ATLANTA, Ga. – Georgia lawmakers have reached a deal to tighten sales tax collections by online businesses including Amazon, eBay and Airbnb.
The House and Senate both passed a conference report Thursday, sending it to Gov. Brian Kemp for his signature.
The measure would take effect April 1, meaning it would bolster revenues in the current budget year which ends June 30. It would also ease concerns over the next budget year. Lawmakers will begin writing that 2021 budget next week.
The measure is aimed at collecting sales taxes from third-party sellers whose commerce moves through online marketplaces. For example, Amazon lets third-parties use its platform to sell goods. Those sales may not be taxed now, but will be under the bill.
“There are no new taxes on anyone under this bill,” Senate Finance Committee Chairman Chuck Hufstetler, a Rome Republican, told lawmakers.
The House passed the bill 111-54, while the Senate passed it 40-9. Hufstetler said Kemp supports it.
Unlike some earlier versions of the bill, it doesn’t include an exemption for ride-hailing services such as Uber and Lyft. Uber is disputing whether its sales are taxable in Georgia. Hufstetler said this framework could apply to ride-hailing services, but also acknowledged that lawmakers are likely to consider a separate bill later in the session setting a flat tax rate of 50 cents a ride.
Consumers are theoretically supposed to pay taxes on untaxed purchases, but House Ways and Means Committee Chairman Brett Harrell, a Snellville Republican, told House members it’s impossible to collect from individual consumers.
More revenue would ease decisions facing lawmakers, including midyear budget cuts ordered by Kemp and calls for another income tax cut and teacher pay raise.
“It certainly would have an impact on the budget pressures we are all aware of,” Harrell said.
Georgia’s tax collections have lagged badly since the Republican-led legislature cut the state’s top income tax rate last year.

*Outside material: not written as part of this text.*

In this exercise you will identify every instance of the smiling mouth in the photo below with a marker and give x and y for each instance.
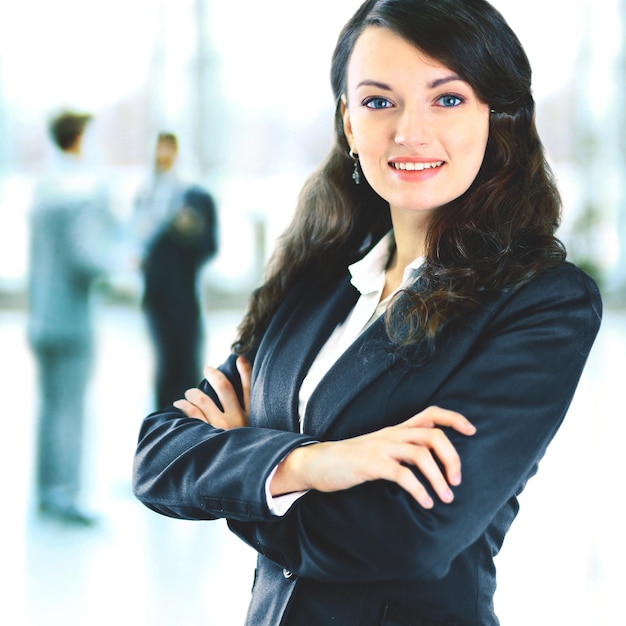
(416, 166)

Lawmakers had projected $800 million more in revenue for this year’s spending plan, but revenue through six months is almost flat. Kemp has ordered midyear budget cuts of 4%, with a plan to deepen cuts by another 2% in the next budget year.
State officials estimate that tightening marketplace rules could bring in $78 million for the state and $65 million for local governments in the first year. Other estimates have suggested much greater revenue gains.
So far, 38 states and the District of Columbia require online platforms to collect taxes for third-party sellers, according to the National Conference of State Legislatures. Owners of brick-and-mortar stores strongly support tightened collections.